-1-

57.1K 2.5K 769
                                    

Ben hiç düştüğüm için ağlamadım. Her düştüğümde ayağa kendi ellerimi yere gömerek kalkmam gerektiğini öğrendiğimde henüz 6 yaşındaydım.

Ben hiç dizlerim kanadı diye ağlamadım. Sebebi evde beni görmezden gelen, kan revan içindeki bacaklarıma göz ucuyla bakıp omuz silken bir siluetti yalnızca.

Ben ölümden hiç korkmadım. Biri gözlerim önünde yere serildiğinde, yaşanmamış anılara ağladım ben.

Senden nefret ediyorum, beni hiç sevmediğin, hiç görmediğin için. Ama sana teşekkür ederim, sayende şimdi kimseye muhtaç değilim.

Beyaz kefene sarılı ceset toprağın altına gömülürken çok fazla kişi yoktu cenazede. Herkes dağıldı. Elimi cebime atıp paketi çıkarttım, bir sigara yakıp dudaklarım arasına yerleştirdim. Elim mezar taşındaki siyah harfleri turladı.

Ahmet Başar

Gülümsedim istemsizce. Gözümden aşağı süzülen sıvı donup kalmama neden oldu. Elimi taştan çekip yanağıma sürükledim. Ağlıyordum? Hah!

Burnumu gürültüyle çekip elimdeki dosttan son bir nefes çekip yere attım, ayakkabımın ucuyla ezip yavaşça toprağa serdim bedenimi. Dudaklarıma bir tebessüm otururken gözyaşlarımla suladım toprağı.

Küçükken her korktuğumda bedenimi yollamak istediğim tek yer onun yatağı olurdu. Ama bu baş kabusuma sığınmaktan farksızdı. Hiçbir zaman yanına uzanmadım. Bir ilkti. İlkler bu kadar acıtabilir miydi? Göğsümün sol yanındaki boşluğu dolduran sızıya ne deniyordu?

Acı?

Korku?

Öfke?

Nefret?

Ben bunların hepsini beslemiştim ona karşı 16 yıldır. Şimdi özgürleşmiş olarak ayağa kalkıp dik durma zamanıydı belki. Ama ben hiçbir zaman tutsak da olmamıştım. Ben hep özgürdüm. İstediğim zaman onu bırakıp kendimi sokağa atabilirdim. Peşimden gelip neyin var diyecek bir adam değildi o. Normal bir ailenin bir günlük sohbeti bizim aramızda bir yılda geçmiyordu belki. Yüzüme bakmayan bir adamdı söz konusu. Bazen başımı alıp giderdim o sinirle. Bir hafta sonra döndüğümde koltukta televizyon izlerken uyuyakalmış olurdu. Her yer izmarit, bira şişeleri, avucunda anneme ait bir vesikalık.... Değişen hiçbir şey yok.

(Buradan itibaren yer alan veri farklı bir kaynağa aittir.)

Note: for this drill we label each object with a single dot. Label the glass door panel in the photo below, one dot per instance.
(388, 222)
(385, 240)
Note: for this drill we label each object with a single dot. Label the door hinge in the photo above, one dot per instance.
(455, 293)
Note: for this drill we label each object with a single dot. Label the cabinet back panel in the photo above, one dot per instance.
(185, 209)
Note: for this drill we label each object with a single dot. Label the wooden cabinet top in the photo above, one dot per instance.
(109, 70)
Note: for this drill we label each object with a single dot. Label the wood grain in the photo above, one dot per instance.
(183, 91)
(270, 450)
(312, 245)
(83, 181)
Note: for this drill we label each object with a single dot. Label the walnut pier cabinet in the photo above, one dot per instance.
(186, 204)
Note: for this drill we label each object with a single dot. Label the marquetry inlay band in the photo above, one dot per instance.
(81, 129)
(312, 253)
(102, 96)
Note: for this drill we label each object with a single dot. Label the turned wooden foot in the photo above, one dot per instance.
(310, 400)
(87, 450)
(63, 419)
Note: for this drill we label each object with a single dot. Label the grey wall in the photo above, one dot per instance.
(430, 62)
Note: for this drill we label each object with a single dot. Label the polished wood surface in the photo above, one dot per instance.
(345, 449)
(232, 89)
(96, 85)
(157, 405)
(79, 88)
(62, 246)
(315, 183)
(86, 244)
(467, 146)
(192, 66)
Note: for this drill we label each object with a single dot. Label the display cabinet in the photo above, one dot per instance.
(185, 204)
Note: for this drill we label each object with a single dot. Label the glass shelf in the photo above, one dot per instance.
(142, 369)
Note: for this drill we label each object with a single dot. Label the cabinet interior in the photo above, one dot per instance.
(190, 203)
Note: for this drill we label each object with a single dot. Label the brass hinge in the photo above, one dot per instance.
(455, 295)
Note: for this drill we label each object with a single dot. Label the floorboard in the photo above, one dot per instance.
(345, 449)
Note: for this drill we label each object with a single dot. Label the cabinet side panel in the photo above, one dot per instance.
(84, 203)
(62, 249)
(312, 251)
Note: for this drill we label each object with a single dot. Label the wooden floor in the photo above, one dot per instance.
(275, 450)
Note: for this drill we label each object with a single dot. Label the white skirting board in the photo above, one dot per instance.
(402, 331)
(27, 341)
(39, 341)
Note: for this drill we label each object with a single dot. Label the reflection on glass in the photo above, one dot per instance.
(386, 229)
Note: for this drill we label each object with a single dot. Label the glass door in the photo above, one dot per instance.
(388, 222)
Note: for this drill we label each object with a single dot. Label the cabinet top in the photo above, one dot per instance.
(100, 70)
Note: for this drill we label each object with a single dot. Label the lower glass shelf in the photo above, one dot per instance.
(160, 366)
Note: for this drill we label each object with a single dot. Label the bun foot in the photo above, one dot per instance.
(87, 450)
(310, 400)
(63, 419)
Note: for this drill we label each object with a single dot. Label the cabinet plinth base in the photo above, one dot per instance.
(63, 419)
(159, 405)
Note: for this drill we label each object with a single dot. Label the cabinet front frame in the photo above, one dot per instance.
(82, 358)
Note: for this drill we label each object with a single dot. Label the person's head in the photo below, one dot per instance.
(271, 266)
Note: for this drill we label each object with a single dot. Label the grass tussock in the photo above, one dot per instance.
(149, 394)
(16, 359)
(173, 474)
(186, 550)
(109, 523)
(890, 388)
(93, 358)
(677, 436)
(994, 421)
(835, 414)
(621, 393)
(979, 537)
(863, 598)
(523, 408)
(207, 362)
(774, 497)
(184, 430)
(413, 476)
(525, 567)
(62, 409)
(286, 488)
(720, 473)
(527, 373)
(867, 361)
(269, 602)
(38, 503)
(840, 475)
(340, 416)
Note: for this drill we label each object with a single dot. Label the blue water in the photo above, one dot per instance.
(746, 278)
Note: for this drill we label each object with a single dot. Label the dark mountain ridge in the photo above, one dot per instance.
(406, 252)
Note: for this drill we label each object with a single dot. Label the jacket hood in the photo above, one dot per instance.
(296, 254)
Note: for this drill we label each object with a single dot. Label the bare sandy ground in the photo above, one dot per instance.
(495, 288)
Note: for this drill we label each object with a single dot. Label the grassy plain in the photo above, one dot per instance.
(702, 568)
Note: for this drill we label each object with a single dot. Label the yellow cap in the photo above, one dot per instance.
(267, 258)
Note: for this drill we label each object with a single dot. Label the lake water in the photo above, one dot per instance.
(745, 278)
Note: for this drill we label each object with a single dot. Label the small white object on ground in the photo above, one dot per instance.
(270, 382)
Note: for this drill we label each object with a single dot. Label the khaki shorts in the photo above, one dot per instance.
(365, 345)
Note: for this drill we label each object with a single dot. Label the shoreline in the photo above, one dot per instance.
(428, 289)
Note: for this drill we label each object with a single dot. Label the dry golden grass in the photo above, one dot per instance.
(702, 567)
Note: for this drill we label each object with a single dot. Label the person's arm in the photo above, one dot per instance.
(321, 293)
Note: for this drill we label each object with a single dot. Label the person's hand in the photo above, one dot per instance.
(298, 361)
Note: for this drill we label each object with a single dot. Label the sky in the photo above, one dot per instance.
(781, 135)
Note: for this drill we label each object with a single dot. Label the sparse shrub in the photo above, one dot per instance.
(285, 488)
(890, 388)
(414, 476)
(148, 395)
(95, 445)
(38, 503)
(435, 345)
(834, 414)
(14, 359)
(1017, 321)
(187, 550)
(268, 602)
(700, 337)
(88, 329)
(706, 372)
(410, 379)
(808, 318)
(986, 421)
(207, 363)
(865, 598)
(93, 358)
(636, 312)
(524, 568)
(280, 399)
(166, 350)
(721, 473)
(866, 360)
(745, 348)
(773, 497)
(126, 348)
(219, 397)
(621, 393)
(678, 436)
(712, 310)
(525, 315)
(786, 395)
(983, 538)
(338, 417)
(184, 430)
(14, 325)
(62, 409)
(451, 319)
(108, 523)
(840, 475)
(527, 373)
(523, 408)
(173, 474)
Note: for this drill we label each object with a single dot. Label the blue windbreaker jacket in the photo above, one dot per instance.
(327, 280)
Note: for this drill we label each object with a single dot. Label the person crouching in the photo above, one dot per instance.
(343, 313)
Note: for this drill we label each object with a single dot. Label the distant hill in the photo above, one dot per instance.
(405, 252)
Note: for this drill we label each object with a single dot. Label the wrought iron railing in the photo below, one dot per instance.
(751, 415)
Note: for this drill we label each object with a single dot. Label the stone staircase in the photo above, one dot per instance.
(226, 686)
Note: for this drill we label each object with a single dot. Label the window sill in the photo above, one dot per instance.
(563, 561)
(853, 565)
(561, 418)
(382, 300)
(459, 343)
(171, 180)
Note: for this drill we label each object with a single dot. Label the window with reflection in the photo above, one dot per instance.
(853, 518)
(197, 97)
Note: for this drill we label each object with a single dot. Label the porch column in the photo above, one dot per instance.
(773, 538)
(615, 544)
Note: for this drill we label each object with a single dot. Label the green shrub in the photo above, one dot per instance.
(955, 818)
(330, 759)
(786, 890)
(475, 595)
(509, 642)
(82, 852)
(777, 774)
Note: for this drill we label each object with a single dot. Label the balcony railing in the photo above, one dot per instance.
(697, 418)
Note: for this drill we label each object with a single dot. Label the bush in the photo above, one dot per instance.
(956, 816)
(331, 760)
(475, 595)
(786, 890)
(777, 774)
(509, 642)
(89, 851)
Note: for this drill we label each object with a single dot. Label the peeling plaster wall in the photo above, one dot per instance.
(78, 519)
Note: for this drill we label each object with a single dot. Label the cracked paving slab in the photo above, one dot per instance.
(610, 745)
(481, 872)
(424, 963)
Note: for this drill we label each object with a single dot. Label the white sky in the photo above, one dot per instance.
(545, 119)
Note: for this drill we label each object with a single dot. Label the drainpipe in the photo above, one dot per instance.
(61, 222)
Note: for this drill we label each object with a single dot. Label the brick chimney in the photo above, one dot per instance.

Tek bir gün hatırlıyorum o ve bana, bize dair. 12 yaşındaydım. Elime bir kağıt almış, dökmüştüm içimi. Orta yerde bırakıp gitmiştim. Bulmuş, avuçlayıp okumuştu. Ben de saklandığım yerden onu izlemiştim.

Kağıdı aldığı yere geri bırakmış, koltuğa yerleşip bir sigara yakmış, annemin resmini çıkartıp dizlerine koymuştu dikkatle açarak. Bir fotoğrafa verdiği değeri bana veremeyen bir adamdı. O resme zarar vermemek için verdiği çaba kayda değerdi.

Ben de ortaya çıkıp fotoğrafı elinden almış, yere atıp ayağımın ucuyla ezmiş, odadan çıkmıştım. Saatler sonra döndüğümde, aynı oturduğu yerde resmi izliyordu. Gözlerinde yaşlar... Karşısına çöküp özür dilemek, sarılmak istedim o gün. Babama karşı ufak da olsa bir sevgim olduğunu o gün fark etmiştim.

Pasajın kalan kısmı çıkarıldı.